We have an issue where all the scheduled searches are getting skipped whenever rolling restart is in progress.
Also, since few weeks, we have observed that the cluster master automatically initiates a rolling restart of the indexers, twice in a week. It takes about 24 hours to restart all the 24 indexers in a cluster, which impacts our business too.
Has anyone ever incurred this situation before?
Master should _not_ initiate restart out of thin air. There must be something that triggers it.
The timeouts and wait times can impact whether your searches get skipped.
Thanks for pointing me out to a proper direction!

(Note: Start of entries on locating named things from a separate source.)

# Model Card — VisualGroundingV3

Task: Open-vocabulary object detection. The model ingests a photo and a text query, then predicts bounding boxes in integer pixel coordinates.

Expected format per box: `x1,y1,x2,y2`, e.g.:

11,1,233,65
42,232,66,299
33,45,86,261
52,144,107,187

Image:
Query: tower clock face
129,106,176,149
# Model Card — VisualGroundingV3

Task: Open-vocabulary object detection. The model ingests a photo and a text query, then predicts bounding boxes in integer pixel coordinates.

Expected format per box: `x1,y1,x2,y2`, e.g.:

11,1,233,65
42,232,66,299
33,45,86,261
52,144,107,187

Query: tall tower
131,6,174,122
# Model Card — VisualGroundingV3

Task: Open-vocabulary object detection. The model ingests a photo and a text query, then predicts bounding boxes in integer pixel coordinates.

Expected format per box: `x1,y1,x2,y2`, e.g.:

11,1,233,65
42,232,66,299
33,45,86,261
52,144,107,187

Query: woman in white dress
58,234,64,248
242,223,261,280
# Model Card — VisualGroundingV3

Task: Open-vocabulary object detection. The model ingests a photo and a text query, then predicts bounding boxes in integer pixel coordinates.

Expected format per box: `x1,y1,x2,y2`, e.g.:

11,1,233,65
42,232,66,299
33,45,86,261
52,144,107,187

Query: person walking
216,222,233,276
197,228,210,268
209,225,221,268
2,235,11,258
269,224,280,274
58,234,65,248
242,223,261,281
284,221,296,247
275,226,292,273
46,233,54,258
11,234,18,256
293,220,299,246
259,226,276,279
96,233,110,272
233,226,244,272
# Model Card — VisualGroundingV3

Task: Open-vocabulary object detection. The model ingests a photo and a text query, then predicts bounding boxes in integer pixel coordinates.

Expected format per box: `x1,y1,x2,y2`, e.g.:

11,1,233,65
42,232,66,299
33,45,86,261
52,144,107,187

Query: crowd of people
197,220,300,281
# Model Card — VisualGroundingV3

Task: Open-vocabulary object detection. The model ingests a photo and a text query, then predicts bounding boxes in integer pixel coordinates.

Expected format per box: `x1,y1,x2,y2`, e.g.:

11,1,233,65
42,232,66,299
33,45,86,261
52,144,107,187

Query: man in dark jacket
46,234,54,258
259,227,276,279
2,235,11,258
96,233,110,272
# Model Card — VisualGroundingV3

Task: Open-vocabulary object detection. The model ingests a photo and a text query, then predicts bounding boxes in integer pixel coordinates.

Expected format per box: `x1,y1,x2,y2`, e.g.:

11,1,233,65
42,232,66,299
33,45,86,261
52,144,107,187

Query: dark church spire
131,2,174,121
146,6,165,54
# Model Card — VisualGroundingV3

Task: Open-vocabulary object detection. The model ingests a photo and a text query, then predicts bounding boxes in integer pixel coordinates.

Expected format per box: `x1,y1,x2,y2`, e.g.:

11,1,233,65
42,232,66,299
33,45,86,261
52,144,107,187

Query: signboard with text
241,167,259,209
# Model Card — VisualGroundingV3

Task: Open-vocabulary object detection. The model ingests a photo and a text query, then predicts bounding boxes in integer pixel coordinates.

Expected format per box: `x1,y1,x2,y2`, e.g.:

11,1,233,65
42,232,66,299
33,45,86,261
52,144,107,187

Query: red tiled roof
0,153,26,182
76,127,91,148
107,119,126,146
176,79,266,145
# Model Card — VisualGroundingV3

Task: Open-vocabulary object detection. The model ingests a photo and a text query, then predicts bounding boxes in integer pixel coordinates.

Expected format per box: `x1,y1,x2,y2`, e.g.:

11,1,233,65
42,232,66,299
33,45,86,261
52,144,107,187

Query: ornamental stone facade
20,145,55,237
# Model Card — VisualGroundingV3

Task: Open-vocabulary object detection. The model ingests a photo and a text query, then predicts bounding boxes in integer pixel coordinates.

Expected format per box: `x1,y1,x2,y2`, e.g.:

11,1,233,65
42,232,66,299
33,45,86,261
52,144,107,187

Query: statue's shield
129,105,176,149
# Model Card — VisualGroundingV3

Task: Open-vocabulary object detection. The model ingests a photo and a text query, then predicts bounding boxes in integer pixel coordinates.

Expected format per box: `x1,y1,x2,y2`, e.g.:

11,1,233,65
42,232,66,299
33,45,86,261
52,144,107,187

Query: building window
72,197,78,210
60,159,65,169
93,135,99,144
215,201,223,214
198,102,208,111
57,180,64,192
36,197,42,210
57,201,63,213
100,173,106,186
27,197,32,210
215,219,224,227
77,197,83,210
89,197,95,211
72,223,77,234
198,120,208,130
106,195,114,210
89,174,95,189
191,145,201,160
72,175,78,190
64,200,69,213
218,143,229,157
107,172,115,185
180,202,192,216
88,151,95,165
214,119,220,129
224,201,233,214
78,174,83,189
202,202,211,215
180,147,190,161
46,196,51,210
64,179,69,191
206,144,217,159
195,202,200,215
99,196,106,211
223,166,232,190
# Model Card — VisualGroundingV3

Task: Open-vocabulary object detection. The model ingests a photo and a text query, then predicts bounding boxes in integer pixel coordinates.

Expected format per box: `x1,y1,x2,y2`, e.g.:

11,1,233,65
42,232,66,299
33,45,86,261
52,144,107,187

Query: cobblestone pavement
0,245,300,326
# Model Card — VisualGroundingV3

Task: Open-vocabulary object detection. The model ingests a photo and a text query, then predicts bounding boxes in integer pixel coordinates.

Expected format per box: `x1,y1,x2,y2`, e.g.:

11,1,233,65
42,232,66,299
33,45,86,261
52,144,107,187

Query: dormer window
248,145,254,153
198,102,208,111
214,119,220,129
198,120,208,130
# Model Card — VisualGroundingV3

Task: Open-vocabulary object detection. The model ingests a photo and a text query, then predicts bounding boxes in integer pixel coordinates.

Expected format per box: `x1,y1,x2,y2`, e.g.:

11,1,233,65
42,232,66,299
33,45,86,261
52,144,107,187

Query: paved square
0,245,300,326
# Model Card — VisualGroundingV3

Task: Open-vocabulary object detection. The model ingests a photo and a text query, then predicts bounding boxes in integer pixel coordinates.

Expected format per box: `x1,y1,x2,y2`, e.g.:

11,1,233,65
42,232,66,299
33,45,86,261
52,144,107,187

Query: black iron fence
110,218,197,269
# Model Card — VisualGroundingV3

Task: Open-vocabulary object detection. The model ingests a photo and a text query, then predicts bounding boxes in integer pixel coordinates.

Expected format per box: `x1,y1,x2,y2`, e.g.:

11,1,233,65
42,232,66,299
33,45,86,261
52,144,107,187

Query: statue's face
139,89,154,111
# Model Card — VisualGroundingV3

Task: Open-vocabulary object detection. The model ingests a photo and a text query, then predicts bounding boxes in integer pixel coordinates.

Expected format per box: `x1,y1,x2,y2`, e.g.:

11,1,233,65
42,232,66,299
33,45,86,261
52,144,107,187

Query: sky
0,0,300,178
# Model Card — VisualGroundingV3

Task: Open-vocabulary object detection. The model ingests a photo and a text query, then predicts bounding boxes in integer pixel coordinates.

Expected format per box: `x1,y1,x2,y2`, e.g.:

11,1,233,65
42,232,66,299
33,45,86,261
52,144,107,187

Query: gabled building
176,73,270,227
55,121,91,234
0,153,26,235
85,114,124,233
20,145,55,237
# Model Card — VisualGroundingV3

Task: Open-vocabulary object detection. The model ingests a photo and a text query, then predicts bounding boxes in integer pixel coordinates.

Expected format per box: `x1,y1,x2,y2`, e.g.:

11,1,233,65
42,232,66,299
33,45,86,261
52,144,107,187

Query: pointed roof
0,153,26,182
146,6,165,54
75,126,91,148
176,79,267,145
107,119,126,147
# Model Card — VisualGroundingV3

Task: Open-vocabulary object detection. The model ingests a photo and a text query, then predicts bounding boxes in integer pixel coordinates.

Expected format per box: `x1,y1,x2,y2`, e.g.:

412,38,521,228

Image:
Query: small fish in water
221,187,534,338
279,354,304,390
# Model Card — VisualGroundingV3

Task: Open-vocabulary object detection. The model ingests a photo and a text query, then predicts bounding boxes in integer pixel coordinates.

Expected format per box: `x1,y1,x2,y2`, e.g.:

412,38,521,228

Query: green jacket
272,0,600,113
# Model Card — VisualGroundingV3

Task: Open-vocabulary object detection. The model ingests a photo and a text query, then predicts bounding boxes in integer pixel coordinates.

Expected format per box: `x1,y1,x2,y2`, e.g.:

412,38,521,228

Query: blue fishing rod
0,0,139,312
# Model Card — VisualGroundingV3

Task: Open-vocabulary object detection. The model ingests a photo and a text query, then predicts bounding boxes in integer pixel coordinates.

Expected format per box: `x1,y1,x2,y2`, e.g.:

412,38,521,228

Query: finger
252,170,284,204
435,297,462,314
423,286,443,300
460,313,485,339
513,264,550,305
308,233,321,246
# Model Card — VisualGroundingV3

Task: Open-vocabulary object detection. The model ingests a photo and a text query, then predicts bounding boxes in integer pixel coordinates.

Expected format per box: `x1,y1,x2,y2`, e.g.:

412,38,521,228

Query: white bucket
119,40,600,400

Here's our config from [clustering] stanza:
[clustering]
mode = master
multisite = true
available_sites = site1, site2
site_replication_factor = origin:1, site1:1, site2:1, total:3
site_search_factor = origin:1, site1:1, site2:1, total:2
cluster_label = cluster1
maintenance_mode = false
max_peers_to_download_bundle = 10
service_interval = 10
heartbeat_timeout = 1800
cxn_timeout = 300
send_timeout = 300
rcv_timeout = 300
max_peer_build_load = 5
rolling_restart = searchable
restart_timeout = 500
decommission_force_timeout = 900
restart_inactivity_timeout = 1500
rebalance_threshold = 0.96
max_auto_service_interval = 250
I suspect few things here like "rolling_restart" should be "searchble_force" and max_peers_to_download_bundle would be more than 10? considering we have 24 indexers.
I will go through all these parameters and understand it in detail.
Do you suspect anything unusual in the configuration here? It would be much helpful! Thanks!